彼女たちの様子を見ていると、酷く苛立ってしまっている俺がいる。
俺は、記憶喪失だ。
だからなのか、家族に対する情も、未練もまったくない。
そりゃ、一年間ずっと暮らしてきたのだから愛着はあるが、それは友達に向ける程度の感情に過ぎない。

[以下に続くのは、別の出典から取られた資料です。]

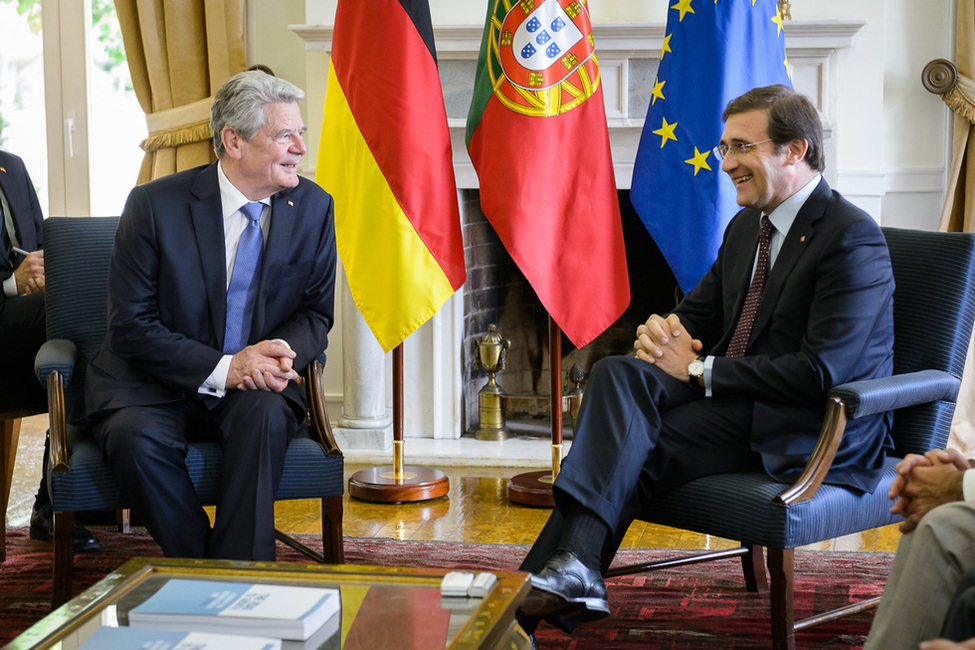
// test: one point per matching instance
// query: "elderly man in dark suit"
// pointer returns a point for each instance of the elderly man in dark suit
(734, 379)
(220, 287)
(22, 319)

「わっかんねぇな。家族ってのは……そんなに大切なものなのか?」
彼女たちにとってみれば、この世界に――まったく見知らぬ別世界に来てしまったのは初めての経験なのだろう。
でも、俺は違う。
俺にとっては一年前……真っ白な病室で目覚めた時にも同じような経験をした。周りにいる人は、全員が見知らぬ他人。
今までの記憶も、感情も、何もかもを失った。
俺にとっては一年前のあの日、あの時と……この世界は何ら変わらない。だからだろうか、俺がこの世界に転移してからも順調に適応できているのは。
人間ってのは何事に対しても慣れる生き物だ。
言ってしまえば、俺は未知の世界に身一つで放り出されることにすでに慣れてしまっていたのだ。
「……なんてのは、流石に言い過ぎか」
流石に一年前はここまで身の危険を感じる環境に放り込まれたことはなかったからな。
「……まあ、今はゆっくりと飯を食え」
今は触れずにそっとしておいてやるのが良いだろう。俺は、メロウにこの場を任せると、その場から離れた。